The Dean E. Smith Opening Doors Fund will support talented undergraduate students who need significant financial assistance to attend Carolina. It will also provide financial support to graduate students in education and social work — two fields close to Smith’s heart. For more information on the fund, contact UNC Development.
Individuals may also give to the charity of their choice to honor Smith and the values he exemplified.
Time scribe Klein to speak at Duke
Author, political pundit, and TIME Magazine political columnist Joe Klein will speak at Duke University’s Sanford School of Public Policy on Tuesday, Feb. 24. The event will take place at 5 p.m. in the Fleishman Commons and is free and open to the public.
As a columnist for TIME, Klein writes about national and international affairs, and recently authored the cover story “The New Greatest Generation” about young war veterans redefining leadership. Klein’s lecture, which will focus on veterans and the 2016 election, is part of the Hart Leadership Program’s Connect to Politics/Veterans Continuing Public Service speaker series.
Klein is the author of six books, most recently, Politics Lost: How American Democracy Was Trivialized by People Who Think You’re Stupid. In that book, Klein criticized the U.S. political system, calling it the "pollster-consultant industrial complex," and arguing that politics is now less about ideas and more about strategies to gain and keep power.

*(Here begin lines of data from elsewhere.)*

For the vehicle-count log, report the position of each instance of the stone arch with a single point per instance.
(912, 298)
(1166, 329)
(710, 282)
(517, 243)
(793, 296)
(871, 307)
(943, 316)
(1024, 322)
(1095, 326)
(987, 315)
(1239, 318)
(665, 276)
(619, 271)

The lecture is presented by the Hart Leadership Program and the Sanford School of Public Policy. Scheduled speakers in the politics series include former U.S. Rep. Patrick Murphy (D-Pa.) on March 17 and U.S. Rep Tulsi Gabbard (D-HI) on April 16. Murphy, now a host on MSNBC, was America’s first Iraq veteran to be elected to Congress. Gabbard is the first member of the Hindu faith to be elected to the chamber and one of the first female combat veterans ever to hold a seat.
Parking for the event is available in the Science Drive Visitor Lot or the Bryan Center parking garage.

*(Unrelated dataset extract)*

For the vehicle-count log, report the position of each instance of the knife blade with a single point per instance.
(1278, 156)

Historian to speak on WWI’s legacy
University of Toronto professor emeritus of history Modris Eksteins will discuss the legacy of World War I in a free public lecture Wednesday, Feb. 25, at UNC.
Eksteins will discuss the “The Great War: The Great Divide” at 7:30 p.m. in the Pleasants Family Assembly Room in Wilson Library for the 2015 Mary Stevens Reckford Memorial Lecture. A Q&A session and reception will follow. The talk is sponsored by the Institute for the Arts and Humanities in UNC’s College of Arts and Sciences.
Eksteins’s discussion is a part of the “World War I: The Legacy” initiative sponsored by the Institute and King’s College London that spans the 2014-2015 academic year.
In his talk, Eksteins will examine how World War I evoked a “crisis of authority” in the Western world. This crisis, evident in politics and daily life, also had a dramatic impact on the arts. Eksteins is the author of “Rites of Spring: The Great War and the Birth of the Modern Age,” a cultural history of World War I.